Quatro cartórios de registro de imóveis da cidade de São Paulo atestam em certidões públicas juramentadas que o ex-governador Orestes Quércia (PMDB-SP) teve seus bens bloqueados em abril de 1977, em consequência de inquérito militar do governo Geisel que investigou seu enriquecimento.
As certidões contestam a versão sustentada por Quércia nos últimos 17 anos, de que o inquérito foi arquivado pelos militares, sem nenhuma punição, por inexistência de irregularidades.
Nos 6º, 9º e 15º cartórios, as certidões afirmam que os bens de Quércia permanecem indisponíveis até hoje. Segundo esses documentos, o ex-governador estaria impedido de vender ou doar imóveis registrados em seu nome.
No 18º Cartório, a informação oficial é de que Quércia se livrou do bloqueio em novembro de 79, com o decreto do então presidente João Baptista Figueiredo (1979-1985) que liberou os bens de todas as pessoas investigadas pelos militares, na época, por suspeita de enriquecimento ilícito no exercício de função pública.

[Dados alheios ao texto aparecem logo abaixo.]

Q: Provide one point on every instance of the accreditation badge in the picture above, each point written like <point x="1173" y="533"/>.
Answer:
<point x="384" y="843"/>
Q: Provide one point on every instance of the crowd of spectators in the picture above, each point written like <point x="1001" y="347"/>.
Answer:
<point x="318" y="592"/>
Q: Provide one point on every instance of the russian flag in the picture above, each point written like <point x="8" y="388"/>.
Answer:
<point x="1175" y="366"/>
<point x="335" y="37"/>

As certidões obtidas pela Folha são fornecidas a qualquer interessado. Elas constituem o único documento público sobre o inquérito realizado pela CGI (Comissão Geral de Investigações) contra Quércia e o bloqueio de seus bens, durante seu mandato de senador da República pelo então MDB (1975-1982).
Na quarta-feira à noite, em entrevista à Folha, por telefone, Quércia disse que as certidões dos cartórios "são um equívoco". O ex-governador reafirmou que seu inquérito foi arquivado pela própria CGI e negou que tenha sido beneficiado pela anistia geral concedida por Figueiredo.

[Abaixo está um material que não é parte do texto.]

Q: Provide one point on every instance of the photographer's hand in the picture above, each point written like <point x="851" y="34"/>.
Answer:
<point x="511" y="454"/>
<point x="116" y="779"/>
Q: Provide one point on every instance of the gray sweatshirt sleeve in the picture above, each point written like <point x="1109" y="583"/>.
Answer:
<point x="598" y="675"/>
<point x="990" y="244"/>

A CGI foi criada em 1968, no governo Costa e Silva (1967-1969) e extinta 10 anos depois pelo presidente Ernesto Geisel (1974-1979). Os processos eram sigilosos e, com o fim da CGI, ficaram sob a guarda do Conselho de Segurança Nacional, também extinto.
O general da reserva Luiz Sellmann, 81, que como vice-presidente da CGI comandou o órgão de 74 até sua extinção, disse que a comissão investigou as declarações de Imposto de Renda de Quércia de 1964 a 73.
Segundo ele, a conclusão das investigações foi que o rendimento declarado por Quércia era insuficiente para justificar o crescimento de seu patrimônio.
"As declarações de Imposto de Renda do então senador o incriminaram e determinei o bloqueio de seus bens. Nós calculamos um imposto sobre a renda que não foi declarada e ele pagou sem reclamar", disse o general.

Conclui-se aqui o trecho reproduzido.